All detectable genes in Scx-/- and Scx+/+ samples were selected for representation in a Venn diagram. Genes were considered ‘undetectable’ if the RPKM was below the Detection Threshold for the corresponding sample. If at least one of the gene reads from a triplicate sample set was proven undetectable while all gene reads in the comparative sample set was proven detectable, the gene was considered uniquely expressed in that sample. If the gene was read from both triplicate sample sets had detectable RPKM values above the Detection Threshold, the gene was considered common amongst sample groups. Genes with at least one triplicate below the Detection Threshold in both sample sets are not represented in the Venn diagram.

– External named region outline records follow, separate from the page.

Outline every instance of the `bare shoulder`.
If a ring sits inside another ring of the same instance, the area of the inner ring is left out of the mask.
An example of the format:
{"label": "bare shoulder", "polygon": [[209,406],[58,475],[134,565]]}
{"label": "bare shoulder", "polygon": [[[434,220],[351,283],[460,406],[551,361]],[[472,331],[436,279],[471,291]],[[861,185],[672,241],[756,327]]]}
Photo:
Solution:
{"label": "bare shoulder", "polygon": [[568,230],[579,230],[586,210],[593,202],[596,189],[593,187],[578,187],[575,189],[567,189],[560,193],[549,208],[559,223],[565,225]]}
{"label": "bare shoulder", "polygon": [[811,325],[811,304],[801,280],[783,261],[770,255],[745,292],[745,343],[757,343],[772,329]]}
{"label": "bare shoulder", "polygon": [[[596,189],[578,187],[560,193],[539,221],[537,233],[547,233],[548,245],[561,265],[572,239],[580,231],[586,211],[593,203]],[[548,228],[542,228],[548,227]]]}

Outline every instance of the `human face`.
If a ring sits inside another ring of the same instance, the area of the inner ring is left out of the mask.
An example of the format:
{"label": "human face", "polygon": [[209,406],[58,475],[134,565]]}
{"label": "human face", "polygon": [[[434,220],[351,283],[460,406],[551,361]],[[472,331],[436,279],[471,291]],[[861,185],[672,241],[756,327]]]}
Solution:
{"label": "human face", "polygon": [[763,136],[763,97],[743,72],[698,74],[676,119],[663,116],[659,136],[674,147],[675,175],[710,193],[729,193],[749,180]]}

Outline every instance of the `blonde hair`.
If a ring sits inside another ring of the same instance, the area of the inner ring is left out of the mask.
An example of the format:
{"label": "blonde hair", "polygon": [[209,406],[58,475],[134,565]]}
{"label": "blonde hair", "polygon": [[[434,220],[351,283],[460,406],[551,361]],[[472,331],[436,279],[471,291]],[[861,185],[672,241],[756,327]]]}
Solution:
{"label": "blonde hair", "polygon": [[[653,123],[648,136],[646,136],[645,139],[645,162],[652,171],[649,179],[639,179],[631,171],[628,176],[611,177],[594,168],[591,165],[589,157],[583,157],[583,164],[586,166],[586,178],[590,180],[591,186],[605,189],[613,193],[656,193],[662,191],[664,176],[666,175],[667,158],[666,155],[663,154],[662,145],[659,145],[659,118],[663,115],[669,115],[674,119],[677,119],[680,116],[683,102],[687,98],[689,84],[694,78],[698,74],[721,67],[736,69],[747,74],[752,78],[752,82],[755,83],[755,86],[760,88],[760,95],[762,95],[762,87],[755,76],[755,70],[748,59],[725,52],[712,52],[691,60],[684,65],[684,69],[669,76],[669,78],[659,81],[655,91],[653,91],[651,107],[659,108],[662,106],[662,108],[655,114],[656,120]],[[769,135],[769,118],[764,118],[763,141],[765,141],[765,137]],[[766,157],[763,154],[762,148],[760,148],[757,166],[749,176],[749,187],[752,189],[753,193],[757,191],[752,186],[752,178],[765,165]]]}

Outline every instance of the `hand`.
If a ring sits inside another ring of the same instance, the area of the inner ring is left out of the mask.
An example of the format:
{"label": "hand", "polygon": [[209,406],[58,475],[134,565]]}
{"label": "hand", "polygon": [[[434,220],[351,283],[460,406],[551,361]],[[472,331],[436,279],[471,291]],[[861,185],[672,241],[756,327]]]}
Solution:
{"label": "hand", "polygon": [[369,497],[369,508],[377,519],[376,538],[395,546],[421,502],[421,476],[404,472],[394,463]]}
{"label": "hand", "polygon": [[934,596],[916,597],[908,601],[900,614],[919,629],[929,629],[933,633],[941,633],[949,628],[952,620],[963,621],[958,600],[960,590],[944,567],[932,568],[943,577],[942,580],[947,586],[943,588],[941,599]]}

Genes corresponding to differentially expressed transcript clusters were selected for display in hierarchical clustering, with threshold criteria of p<0.05 in a one-way ANOVA analysis. The 862 differentially expressed genes were clustered using Cluster 3.0 software. The log2-transformed data were pre-processed by median centering, and then hierarchically clustered using centered correlation as the similarity metric and average linkage as the clustering method.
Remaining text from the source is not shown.